We are excited to bring you the results of our Community Bank Survey.
We invite you to also watch the on-demand webcast, which features members of RMA’s Community Bank Council. 


The Covid-19 pandemic and its economic fallout dramatically changed the operating landscape for community banks. Today’s higher interest rates—a product of post-lockdown inflation—are pressuring profitability, and forcing banks to more closely manage their liquidity, deposit rates, and margins.

What’s more, the leap in digital capability that enabled service continuity and a smooth transition to remote work left banks with more technology risk—and a greater share of digital-first customers with the ability to move deposits at the first sign of bank stress.

In RMA’s latest Community Bank Survey, we explored the top concerns of community banks and their responses to them in this post-pandemic era. About a third of the 210 survey respondents were CEOs or reported to CEOs, 23% were senior managers, and 22% were middle managers. More than half work in risk management. The majority (66%) represented banks with assets of $1 billion to $10 billion.
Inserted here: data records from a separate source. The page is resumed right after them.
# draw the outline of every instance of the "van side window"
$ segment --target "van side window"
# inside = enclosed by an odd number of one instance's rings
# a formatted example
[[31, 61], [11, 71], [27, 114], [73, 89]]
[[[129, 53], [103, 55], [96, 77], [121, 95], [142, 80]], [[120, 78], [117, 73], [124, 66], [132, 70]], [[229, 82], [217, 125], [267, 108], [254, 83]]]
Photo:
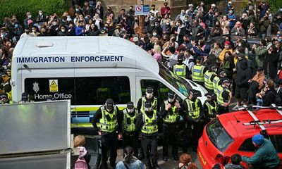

Among respondents’ biggest concerns are interest rates, along with risks created by their spill-over. Banks expect net interest margins to suffer for as long as this rate environment persists. They’re exploring ways to compensate by boosting revenue and cutting costs. They’re also focused on liquidity alternatives; depositors demonstrated in their flight to big banks last year that they’ve become a more volatile source of funding. Meanwhile, community banks are coping with the effects of pandemic work-from-home policies, both in their ability to attract talent and in how vacancies in the office space market are heightening credit risk.

The regional banking crisis last year highlighted the costs of underestimating these new market dynamics and reminded banks that maintaining strong customer relationships remains essential. Community banks are keenly aware of the potential pitfalls they’re facing in the year ahead. Here are the key themes that emerged from the survey, revealing the focus of community banks’ risk management efforts:


Theme 1: Interest Rates Are the X Factor of 2024

The high-for-longer interest rates prompted by pandemic-related inflation continue to dominate concerns and activity at community banks.

Partly it’s because high rates, after more than a decade of cheap money, can mean big disruptions. Case in point: The upside-down investments in low-rate, long-term assets that played a part in last year’s destabilizing bank failures and deposit runs. The regional banking crisis reminded banks of what can happen when they’re caught out by fast-moving rates.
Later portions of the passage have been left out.